Western epistemology has made a genealogy of specialized disciplines that it has treated as discrete fields, failing to see (or willingly ignoring) the ways in which areas of knowledge are entangled, thus turning its back to the theory, praxis, and productive conversations that can emerge out of intellectual movements that underscore connection and linkage. This panel proposes that we think not in terms of comparativism, but in terms of relationality, particularly informed by greater Caribbean literature (where “greater Caribbean” includes US writing contextualized by Caribbean migrations). Caribbean scholarship has undermined the “universalism” claimed by eurocentric epistemologies and decolonial thought situated in the region has exposed the ways in which new modes of thought develop out of the diverse linguistic and cultural contexts of the archipelago, where theoretical frameworks are informed by lived experiences and modes of relating to one another. This panel welcomes papers that take to task the re-invention of knowledge from liminal perspectives and thinks through how Caribbean modes of thought can be applied to the humanities in order to restructure and re-orient the field to answer the needs of a connected society. Possible questions include but are not limited to:
- What would it mean to shift from ontogeny to sociogeny?

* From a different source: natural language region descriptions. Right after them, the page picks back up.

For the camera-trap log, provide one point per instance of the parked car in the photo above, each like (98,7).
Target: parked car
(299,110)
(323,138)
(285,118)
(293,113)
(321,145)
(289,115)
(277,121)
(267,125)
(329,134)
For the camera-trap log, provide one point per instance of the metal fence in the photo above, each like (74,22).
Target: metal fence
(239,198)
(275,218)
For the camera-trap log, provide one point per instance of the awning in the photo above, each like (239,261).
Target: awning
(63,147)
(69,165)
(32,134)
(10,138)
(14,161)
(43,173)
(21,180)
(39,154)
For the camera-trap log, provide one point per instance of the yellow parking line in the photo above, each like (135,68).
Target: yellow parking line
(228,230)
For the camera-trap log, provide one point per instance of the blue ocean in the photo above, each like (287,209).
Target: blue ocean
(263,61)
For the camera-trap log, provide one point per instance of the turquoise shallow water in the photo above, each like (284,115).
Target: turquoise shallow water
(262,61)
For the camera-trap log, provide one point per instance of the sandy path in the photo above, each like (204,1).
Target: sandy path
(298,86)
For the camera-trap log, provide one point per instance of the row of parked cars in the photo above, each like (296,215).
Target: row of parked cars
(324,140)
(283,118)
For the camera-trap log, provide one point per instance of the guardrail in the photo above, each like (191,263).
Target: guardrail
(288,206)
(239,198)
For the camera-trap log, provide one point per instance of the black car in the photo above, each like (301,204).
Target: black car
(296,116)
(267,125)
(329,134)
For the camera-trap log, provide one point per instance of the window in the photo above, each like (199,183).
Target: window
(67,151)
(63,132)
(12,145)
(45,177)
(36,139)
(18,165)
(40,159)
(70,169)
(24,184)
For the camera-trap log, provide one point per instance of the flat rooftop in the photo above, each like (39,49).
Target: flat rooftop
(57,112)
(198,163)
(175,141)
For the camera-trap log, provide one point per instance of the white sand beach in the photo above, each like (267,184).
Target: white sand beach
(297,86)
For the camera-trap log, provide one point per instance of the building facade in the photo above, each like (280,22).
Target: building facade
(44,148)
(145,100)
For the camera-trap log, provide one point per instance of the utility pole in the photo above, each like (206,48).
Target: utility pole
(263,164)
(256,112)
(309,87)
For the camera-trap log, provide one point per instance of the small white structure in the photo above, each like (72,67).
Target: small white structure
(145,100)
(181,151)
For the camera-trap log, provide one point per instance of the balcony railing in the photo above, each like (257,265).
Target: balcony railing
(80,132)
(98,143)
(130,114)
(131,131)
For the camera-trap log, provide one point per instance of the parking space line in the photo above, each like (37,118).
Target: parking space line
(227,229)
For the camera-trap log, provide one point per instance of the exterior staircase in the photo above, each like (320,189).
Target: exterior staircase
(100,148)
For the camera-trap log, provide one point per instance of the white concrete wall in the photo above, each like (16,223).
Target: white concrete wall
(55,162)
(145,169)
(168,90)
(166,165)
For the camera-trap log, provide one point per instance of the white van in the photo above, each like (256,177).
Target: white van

- How can we make academic spaces more porous?
- How are theory and praxis entangled?
- In what radical ways can we conceive not counter-epistemologies, but inter-epistemologies?
- How do we engage archives of contradiction?

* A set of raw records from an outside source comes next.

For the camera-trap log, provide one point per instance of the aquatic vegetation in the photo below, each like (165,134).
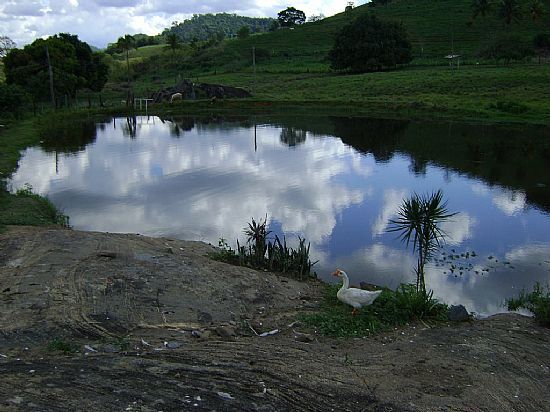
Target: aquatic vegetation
(537,301)
(273,255)
(418,220)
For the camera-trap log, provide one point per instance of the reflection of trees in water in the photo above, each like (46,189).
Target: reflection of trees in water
(418,166)
(512,157)
(177,126)
(380,137)
(129,128)
(292,137)
(68,136)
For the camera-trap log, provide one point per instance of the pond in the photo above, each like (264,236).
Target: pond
(335,181)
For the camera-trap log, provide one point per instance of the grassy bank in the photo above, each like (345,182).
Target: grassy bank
(493,94)
(23,207)
(391,309)
(512,94)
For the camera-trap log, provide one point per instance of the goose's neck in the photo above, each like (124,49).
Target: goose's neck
(345,281)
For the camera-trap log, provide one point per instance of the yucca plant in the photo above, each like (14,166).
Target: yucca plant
(418,222)
(257,239)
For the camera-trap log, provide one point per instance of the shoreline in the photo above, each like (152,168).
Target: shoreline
(149,323)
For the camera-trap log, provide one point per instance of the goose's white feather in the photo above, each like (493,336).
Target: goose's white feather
(357,298)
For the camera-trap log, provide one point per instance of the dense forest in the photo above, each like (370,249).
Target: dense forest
(205,26)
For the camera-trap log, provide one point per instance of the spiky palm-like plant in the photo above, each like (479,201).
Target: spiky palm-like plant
(480,7)
(418,222)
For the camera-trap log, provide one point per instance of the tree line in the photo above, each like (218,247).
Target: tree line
(56,67)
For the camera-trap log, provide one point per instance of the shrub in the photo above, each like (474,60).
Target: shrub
(537,301)
(507,48)
(13,99)
(262,253)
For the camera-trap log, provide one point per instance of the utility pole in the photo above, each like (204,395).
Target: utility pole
(50,71)
(254,65)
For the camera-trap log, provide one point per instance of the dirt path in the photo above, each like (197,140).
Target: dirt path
(157,325)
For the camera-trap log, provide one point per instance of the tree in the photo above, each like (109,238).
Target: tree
(12,99)
(125,44)
(370,44)
(173,43)
(507,48)
(99,74)
(536,10)
(290,17)
(480,7)
(541,42)
(509,11)
(314,18)
(6,44)
(418,221)
(274,26)
(74,67)
(243,32)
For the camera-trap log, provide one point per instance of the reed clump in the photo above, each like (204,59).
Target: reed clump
(274,255)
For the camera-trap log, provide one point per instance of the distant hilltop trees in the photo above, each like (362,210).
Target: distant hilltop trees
(206,26)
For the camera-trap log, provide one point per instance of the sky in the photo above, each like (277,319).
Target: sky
(99,22)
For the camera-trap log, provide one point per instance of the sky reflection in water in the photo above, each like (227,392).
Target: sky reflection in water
(204,181)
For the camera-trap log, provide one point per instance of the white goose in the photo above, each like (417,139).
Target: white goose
(353,296)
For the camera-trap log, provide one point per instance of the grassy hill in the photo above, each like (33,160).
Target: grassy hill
(204,26)
(292,67)
(435,27)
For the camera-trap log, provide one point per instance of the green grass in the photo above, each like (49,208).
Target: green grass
(28,208)
(24,207)
(537,301)
(389,310)
(62,345)
(292,68)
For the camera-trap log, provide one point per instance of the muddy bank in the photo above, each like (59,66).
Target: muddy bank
(155,324)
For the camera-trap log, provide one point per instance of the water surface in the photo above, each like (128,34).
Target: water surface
(333,180)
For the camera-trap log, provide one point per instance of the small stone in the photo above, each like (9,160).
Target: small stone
(303,337)
(172,344)
(225,395)
(458,313)
(109,348)
(226,331)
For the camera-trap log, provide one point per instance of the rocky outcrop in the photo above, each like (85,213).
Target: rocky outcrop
(191,91)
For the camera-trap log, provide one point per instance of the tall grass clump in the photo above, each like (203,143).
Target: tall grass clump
(274,255)
(28,208)
(391,309)
(537,301)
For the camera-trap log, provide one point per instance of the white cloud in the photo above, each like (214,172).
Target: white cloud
(510,202)
(459,228)
(392,200)
(100,22)
(163,188)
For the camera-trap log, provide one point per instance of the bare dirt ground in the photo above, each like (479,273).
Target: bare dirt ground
(158,326)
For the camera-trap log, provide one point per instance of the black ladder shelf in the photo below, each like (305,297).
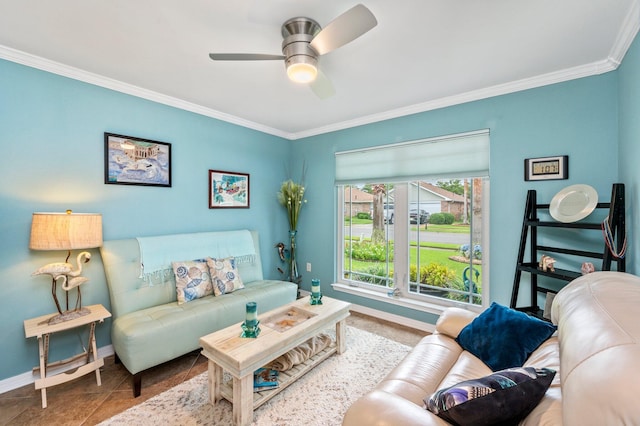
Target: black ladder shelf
(530,225)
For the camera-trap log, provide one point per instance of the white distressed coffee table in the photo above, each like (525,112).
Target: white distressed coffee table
(240,357)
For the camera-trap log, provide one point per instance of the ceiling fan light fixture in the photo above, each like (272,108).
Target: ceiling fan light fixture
(302,72)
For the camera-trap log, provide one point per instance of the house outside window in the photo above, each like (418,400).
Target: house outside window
(423,239)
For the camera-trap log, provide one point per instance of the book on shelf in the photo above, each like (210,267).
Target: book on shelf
(265,377)
(265,388)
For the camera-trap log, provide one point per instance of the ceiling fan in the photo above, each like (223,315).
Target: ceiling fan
(305,40)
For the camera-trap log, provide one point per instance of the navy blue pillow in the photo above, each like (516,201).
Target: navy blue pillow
(504,338)
(503,398)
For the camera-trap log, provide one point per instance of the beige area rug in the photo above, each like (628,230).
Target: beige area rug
(320,397)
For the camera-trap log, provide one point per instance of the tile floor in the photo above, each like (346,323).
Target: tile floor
(82,402)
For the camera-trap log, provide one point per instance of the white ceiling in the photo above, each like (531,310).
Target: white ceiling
(424,54)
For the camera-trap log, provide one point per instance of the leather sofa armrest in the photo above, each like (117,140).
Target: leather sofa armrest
(453,320)
(380,408)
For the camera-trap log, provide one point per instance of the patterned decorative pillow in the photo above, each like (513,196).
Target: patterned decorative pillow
(192,280)
(505,397)
(504,338)
(224,275)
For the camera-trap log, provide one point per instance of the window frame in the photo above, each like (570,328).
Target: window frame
(426,303)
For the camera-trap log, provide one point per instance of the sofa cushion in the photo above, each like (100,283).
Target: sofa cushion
(504,338)
(224,275)
(192,280)
(504,397)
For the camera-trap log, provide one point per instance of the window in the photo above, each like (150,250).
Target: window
(419,239)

- How does the Caribbean become a methodology to test the limits of hegemonic thinking?
- What are ways in which to engage undisciplined rigor, or, going beyond the scope of discrete fields?
- What roles can networks of solidarity play in the humanities?
- How do we undo the epidermalization of knowledge?
- How can we, in Frantz Fanon’s words, “build a world of you” through ethico-political community?
Format for abstract:
- Paper Title: 100 characters (including spaces)
- Capitalize titles by MLA formatting rules unless the title is in a language other than English.
- Do not use quotation marks in the session title or abstract title itself. Please use only single quotation marks around titles of short stories, poems, and similar short works.
- Italicize the titles of long works mentioned in the paper title.
- Do not place a period at the end of the title.
- Paper Abstract: 300 words
- Italicize or use quotation marks around titles according to MLA guidelines.